C’est une observation à la fois fascinante et tragique. Lors de cette mise à l’eau Vincent Truchet, photographe et guide naturaliste a rencontré deux groupes de baleines, l’une avec un baleineau, et l’autre avec deux. Une rencontre incroyable, car une baleine à bosse ne peut s’occuper que d’un petit.
Le deuxième baleineau, de plus petite taille, a bien tenté de se rapprocher de la femelle pour se nourrir, en vain. Il était voué à mourir. C’est la première fois que le guide est témoin d’une scène comme celle-ci.
« On voit qu’il y en a un qui beaucoup plus gros que l’autre. Il y a un des baleineaux qui est vraiment en contact avec la femelle. Ils se caressent, se touchent. L’autre est plutôt mis à l’écart. On était vraiment partagé entre un sentiment de vivre un truc magnifique : voir une femelle avec deux baleineaux, c’est extrêmement rare. Mais il y avait aussi un sentiment de tristesse parce qu’on savait que le petit, qui n’était pas le petit naturel, était condamné », témoigne Vincent Truchet.
– PUBLICITE –
Cette observation a suscité de nombreuses interrogations. Pourquoi le baleineau a-t-il été abandonné ? Sa mère est-elle morte ? Un mâle a-t-il repoussé le bébé ? Impossible de le savoir. Sauf qu’une semaine plus tôt, de l’autre côté de la Presqu’île, d’autres guides ont, eux aussi, été les témoins d’une scène improbable. Après avoir observé en surface un groupe de baleines, la mise à l’eau leur a permis de capturer ces images : une femelle en pleine parade avec un mâle, et qui délaisse son baleineau.
« C’est assez flagrant. La maman fait que de se frotter contre le mâle. Ce sont des comportements que l’on n’a pas l’habitude d’observer », explique Julien Penaranda. « Plus il fait des bulles et plus, elle va vers lui. Elle n’apporte à aucun moment de l’attention au baleineau (…) Quand on a regardé les images, on s’est dit : ‘ça à l’air vraiment d’être ce qui s’est passé », ajoute Clara Viallis.
En comparant leurs images, les prestataires en sont arrivés à la conclusion qu’il s’agissait du même baleineau. Leurs vidéos servent de support en complément d’autres actions destinées à approfondir les connaissances sur le comportement des cétacés.

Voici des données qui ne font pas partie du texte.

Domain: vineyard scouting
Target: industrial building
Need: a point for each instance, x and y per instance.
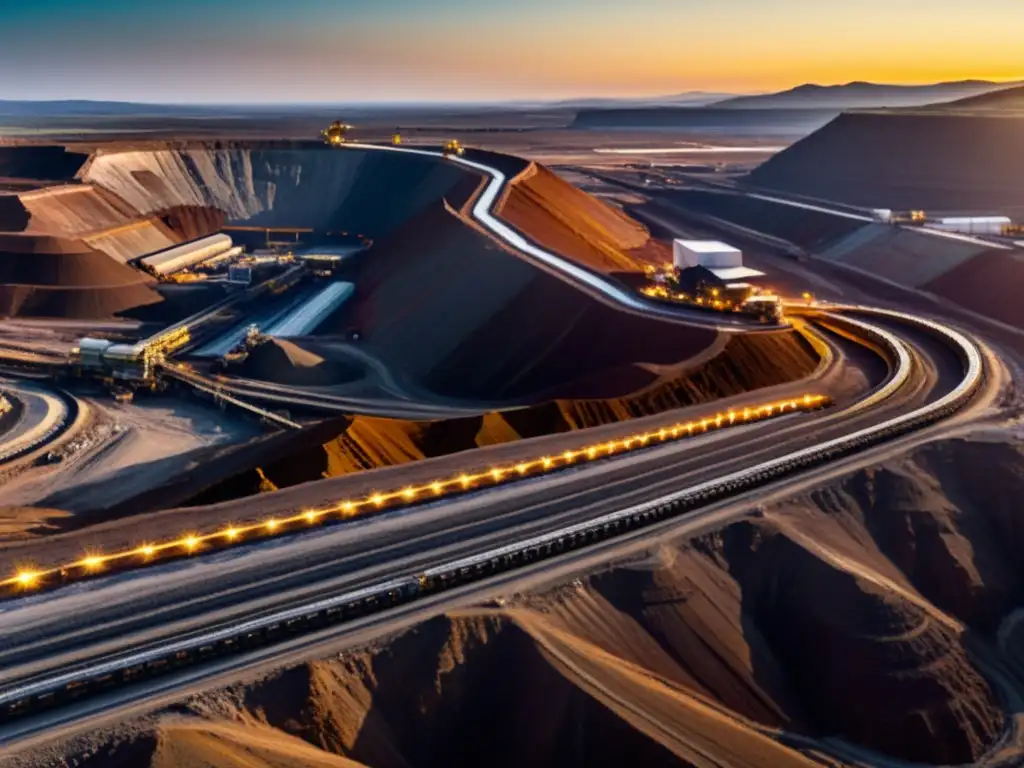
(723, 261)
(992, 225)
(170, 260)
(304, 320)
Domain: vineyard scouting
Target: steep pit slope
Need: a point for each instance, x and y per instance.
(101, 220)
(62, 278)
(287, 184)
(853, 615)
(907, 160)
(1007, 99)
(443, 304)
(40, 163)
(568, 221)
(744, 365)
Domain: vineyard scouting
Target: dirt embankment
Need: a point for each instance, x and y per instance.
(808, 229)
(442, 304)
(860, 613)
(987, 284)
(572, 223)
(907, 160)
(64, 278)
(748, 364)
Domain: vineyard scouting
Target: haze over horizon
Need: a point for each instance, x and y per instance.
(231, 51)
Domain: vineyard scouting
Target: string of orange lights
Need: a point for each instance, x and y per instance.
(29, 578)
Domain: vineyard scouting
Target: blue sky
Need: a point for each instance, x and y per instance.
(345, 50)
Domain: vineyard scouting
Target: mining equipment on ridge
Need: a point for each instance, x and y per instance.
(334, 134)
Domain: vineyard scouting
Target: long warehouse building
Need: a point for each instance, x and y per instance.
(187, 254)
(306, 317)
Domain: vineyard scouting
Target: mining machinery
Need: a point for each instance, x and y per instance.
(334, 134)
(454, 150)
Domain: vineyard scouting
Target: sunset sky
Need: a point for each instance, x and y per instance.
(471, 50)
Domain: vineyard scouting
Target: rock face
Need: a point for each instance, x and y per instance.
(64, 278)
(280, 184)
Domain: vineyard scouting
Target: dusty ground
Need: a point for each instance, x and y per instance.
(875, 619)
(121, 455)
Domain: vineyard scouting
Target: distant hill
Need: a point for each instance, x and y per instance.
(1008, 99)
(736, 122)
(691, 98)
(863, 95)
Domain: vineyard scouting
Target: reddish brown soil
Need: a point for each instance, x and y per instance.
(745, 365)
(839, 619)
(436, 299)
(568, 221)
(53, 276)
(192, 222)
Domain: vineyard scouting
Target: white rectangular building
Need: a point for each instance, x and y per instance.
(175, 259)
(711, 254)
(973, 224)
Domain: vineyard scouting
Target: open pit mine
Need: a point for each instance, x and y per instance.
(332, 453)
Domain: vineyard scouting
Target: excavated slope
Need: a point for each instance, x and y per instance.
(279, 184)
(62, 278)
(92, 214)
(568, 221)
(745, 364)
(443, 304)
(907, 161)
(847, 626)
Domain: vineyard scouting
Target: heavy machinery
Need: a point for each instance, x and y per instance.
(335, 133)
(909, 217)
(453, 148)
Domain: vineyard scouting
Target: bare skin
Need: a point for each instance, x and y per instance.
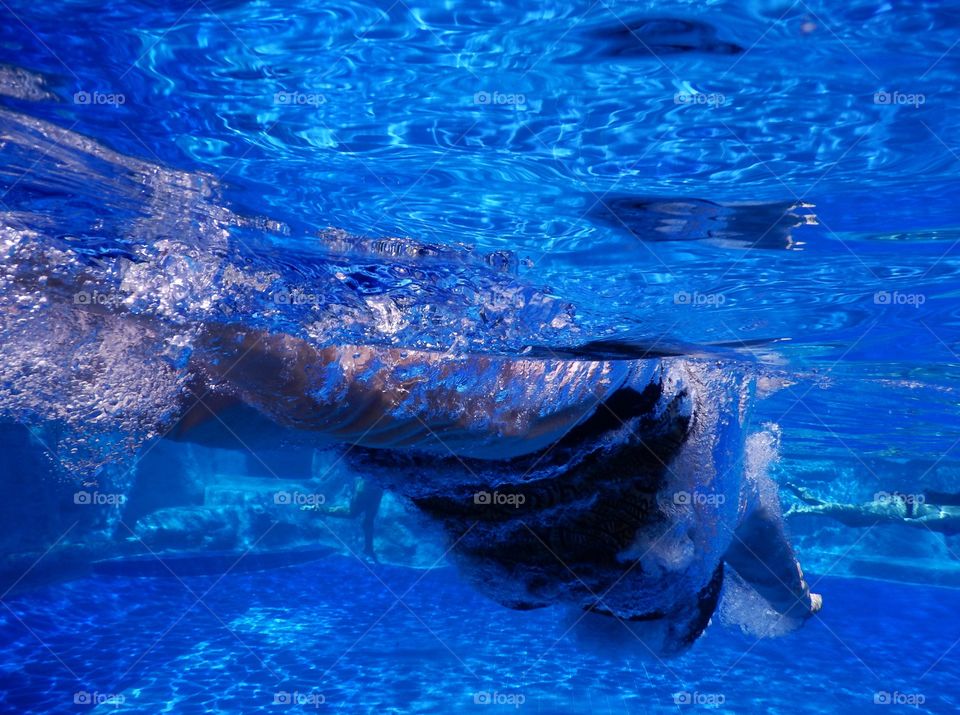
(473, 407)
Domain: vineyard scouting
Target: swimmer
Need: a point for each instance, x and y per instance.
(892, 508)
(588, 455)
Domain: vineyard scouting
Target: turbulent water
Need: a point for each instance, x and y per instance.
(432, 246)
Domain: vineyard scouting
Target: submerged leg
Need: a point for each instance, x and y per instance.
(764, 559)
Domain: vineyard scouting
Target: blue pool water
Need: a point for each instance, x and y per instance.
(760, 188)
(391, 640)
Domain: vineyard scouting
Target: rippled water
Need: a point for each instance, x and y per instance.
(768, 181)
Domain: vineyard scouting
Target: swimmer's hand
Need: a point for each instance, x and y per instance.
(816, 603)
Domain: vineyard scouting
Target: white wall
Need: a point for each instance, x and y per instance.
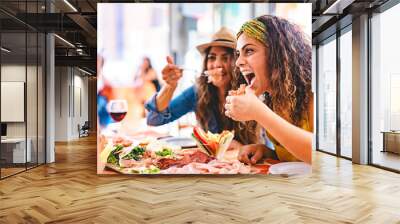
(71, 94)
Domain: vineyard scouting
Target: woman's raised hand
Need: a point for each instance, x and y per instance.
(171, 73)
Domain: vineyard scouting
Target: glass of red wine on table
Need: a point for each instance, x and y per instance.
(117, 109)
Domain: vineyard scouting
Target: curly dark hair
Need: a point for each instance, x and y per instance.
(208, 103)
(289, 62)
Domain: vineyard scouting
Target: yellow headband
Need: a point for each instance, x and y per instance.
(254, 29)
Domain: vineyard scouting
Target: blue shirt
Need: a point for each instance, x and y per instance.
(184, 103)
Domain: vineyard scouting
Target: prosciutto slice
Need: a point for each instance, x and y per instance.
(186, 158)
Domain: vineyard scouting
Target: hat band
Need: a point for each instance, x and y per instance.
(224, 40)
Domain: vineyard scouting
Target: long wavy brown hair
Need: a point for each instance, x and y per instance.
(289, 62)
(208, 103)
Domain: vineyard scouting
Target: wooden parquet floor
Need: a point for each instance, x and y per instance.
(69, 191)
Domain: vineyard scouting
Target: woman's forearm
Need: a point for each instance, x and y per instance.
(164, 97)
(296, 140)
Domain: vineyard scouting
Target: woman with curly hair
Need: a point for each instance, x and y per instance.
(274, 56)
(207, 97)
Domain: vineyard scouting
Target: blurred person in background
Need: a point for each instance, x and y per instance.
(207, 97)
(274, 56)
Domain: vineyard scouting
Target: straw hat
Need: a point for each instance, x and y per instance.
(223, 38)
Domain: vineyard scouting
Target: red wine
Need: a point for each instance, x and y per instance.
(118, 116)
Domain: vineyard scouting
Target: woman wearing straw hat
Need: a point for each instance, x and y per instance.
(207, 97)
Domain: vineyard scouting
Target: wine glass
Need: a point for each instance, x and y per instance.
(117, 109)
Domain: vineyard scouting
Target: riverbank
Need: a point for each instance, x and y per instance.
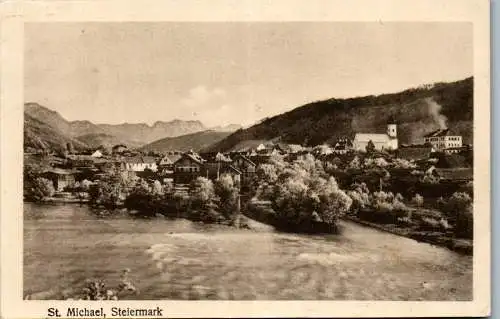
(463, 246)
(183, 260)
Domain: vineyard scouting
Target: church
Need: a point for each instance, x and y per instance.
(387, 141)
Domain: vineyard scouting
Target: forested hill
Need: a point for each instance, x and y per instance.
(417, 112)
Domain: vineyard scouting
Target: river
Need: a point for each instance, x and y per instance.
(178, 259)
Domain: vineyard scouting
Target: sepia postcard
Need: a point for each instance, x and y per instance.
(175, 159)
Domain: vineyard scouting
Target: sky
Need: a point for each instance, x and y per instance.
(231, 72)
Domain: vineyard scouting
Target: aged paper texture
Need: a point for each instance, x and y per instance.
(245, 158)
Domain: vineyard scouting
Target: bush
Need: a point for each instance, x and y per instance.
(97, 289)
(456, 204)
(202, 193)
(39, 189)
(418, 200)
(227, 194)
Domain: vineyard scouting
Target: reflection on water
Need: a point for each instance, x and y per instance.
(178, 259)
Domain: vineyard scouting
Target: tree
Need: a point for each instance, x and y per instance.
(370, 147)
(39, 189)
(418, 200)
(228, 195)
(267, 173)
(202, 192)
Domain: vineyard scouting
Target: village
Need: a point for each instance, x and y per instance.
(438, 154)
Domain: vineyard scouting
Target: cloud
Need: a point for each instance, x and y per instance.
(216, 106)
(202, 97)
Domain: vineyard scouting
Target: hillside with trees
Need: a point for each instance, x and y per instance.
(417, 112)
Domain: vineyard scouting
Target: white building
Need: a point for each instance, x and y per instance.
(387, 141)
(442, 139)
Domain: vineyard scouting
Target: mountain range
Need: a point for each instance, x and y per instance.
(417, 111)
(197, 142)
(45, 128)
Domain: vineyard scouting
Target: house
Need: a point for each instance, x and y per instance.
(215, 164)
(386, 141)
(418, 153)
(442, 139)
(188, 167)
(166, 163)
(139, 163)
(213, 171)
(61, 178)
(342, 146)
(119, 149)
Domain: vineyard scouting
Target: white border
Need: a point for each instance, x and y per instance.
(14, 14)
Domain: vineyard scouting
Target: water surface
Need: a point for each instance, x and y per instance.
(178, 259)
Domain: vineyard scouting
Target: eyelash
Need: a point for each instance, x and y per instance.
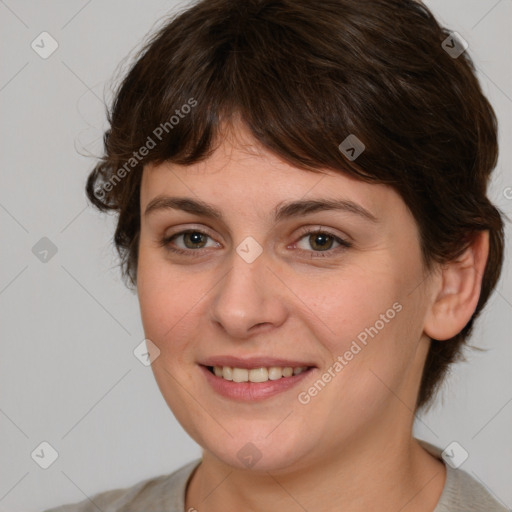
(344, 244)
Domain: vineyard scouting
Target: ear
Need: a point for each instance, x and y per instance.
(458, 290)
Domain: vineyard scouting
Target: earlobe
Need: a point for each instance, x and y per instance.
(459, 290)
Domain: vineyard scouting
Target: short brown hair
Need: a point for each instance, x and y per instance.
(303, 75)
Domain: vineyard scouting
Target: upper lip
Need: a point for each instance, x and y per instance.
(253, 362)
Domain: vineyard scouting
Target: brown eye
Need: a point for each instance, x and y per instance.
(194, 239)
(321, 241)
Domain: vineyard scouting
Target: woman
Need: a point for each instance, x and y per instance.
(301, 190)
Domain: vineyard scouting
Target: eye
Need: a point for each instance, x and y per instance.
(322, 241)
(192, 239)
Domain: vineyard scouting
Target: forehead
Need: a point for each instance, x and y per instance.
(242, 175)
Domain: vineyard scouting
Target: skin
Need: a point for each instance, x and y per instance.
(351, 447)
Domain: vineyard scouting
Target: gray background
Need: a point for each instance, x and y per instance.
(68, 326)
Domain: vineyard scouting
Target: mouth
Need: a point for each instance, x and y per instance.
(256, 375)
(254, 383)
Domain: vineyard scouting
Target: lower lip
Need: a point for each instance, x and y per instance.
(251, 391)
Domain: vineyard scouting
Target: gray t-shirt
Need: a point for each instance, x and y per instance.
(166, 493)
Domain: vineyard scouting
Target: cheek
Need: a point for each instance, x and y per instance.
(166, 304)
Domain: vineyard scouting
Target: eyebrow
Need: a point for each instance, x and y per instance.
(282, 211)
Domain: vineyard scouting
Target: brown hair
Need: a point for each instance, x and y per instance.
(303, 75)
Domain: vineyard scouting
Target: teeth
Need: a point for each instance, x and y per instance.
(256, 374)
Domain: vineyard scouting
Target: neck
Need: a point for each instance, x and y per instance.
(376, 471)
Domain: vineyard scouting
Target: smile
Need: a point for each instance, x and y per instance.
(254, 384)
(256, 374)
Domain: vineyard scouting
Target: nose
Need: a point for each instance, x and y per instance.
(249, 299)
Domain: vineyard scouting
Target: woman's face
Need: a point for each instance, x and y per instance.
(254, 283)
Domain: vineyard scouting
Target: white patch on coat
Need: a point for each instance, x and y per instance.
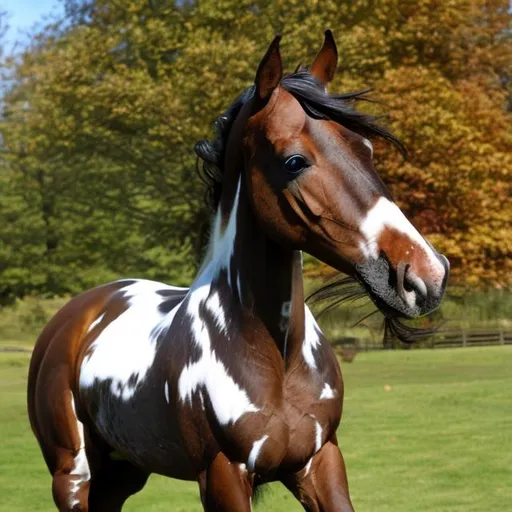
(311, 338)
(327, 392)
(229, 401)
(384, 214)
(80, 472)
(307, 467)
(255, 451)
(166, 391)
(368, 144)
(318, 436)
(95, 323)
(127, 346)
(215, 307)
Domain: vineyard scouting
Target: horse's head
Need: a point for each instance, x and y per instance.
(313, 186)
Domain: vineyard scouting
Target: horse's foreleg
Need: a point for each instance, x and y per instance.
(113, 484)
(322, 484)
(225, 486)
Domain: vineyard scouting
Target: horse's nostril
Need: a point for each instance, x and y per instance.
(410, 287)
(413, 283)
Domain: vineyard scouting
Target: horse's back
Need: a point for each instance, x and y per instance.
(69, 337)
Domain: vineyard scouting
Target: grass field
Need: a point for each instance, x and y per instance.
(422, 431)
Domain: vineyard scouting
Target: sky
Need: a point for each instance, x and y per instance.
(23, 14)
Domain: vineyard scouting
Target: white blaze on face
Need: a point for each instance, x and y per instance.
(385, 214)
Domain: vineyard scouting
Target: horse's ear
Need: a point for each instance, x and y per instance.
(324, 65)
(269, 71)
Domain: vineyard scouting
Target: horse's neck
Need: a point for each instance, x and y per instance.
(255, 274)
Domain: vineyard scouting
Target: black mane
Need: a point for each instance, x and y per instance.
(315, 101)
(318, 104)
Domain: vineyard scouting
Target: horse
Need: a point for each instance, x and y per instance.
(231, 382)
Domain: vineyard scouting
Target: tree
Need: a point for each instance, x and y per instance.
(105, 109)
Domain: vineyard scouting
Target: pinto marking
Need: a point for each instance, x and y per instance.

« En plus de toutes les actions qui sont menées comme les photos d’identification, les prélèvements de squames pour identifier génétiquement la population que l’on va avoir ici, cela nous permet en plus de mieux comprendre certaines situations que l’on observe de loin, depuis la surface. Cela donne plus de sens quand tu vois ce qu’il se passe, en vrai, sous l’eau », souligne Julien Penaranda.
Les échantillons de peau, les squames, sont collectés dans l’eau et conditionnés. Ils sont une mine d’informations pour la recherche génétique. 700 échantillons ont été recueillis depuis la mise en place du programme Ocean Watch en 2021 par l’association Océania.
« L’idée, c’est d’avoir de meilleures informations sur la génétique de la population. Être aussi capable d’établir les liens de parenté, c’est-à-dire de mieux comprendre, par exemple, s’il y a un succès reproducteur plus marqué pour certains mâles ou pour certaines femelles. Comprendre également les descendances, combien de petits a une femelle à l’échelle de 10, 15 ou 30 ans », indique Charlotte Esposito, la directrice de l’association Océania.
Cette année 200 nouveaux échantillons sont collectés. Les « whales watchers » engagés dans ce programme transmettent aussi leurs photos et leurs observations à la direction de l’Environnement. Ils partagent aussi leur passion auprès du grand public pour le sensibiliser sur le sujet.
Plusieurs partenaires participent aussi au programme de recensement des baleines à bosses. A Tahiti, Moorea, mais aussi dans les îles éloignées comme Tubuai ou Rurutu. D’autres études complémentaires sont nécessaires pour évaluer le nombre d’individus qui vient chaque année dans les eaux polynésiennes. La bonne nouvelle, c’est que sur les 3 estimations qui ont été faites, à chaque fois le nombre de baleines a augmenté.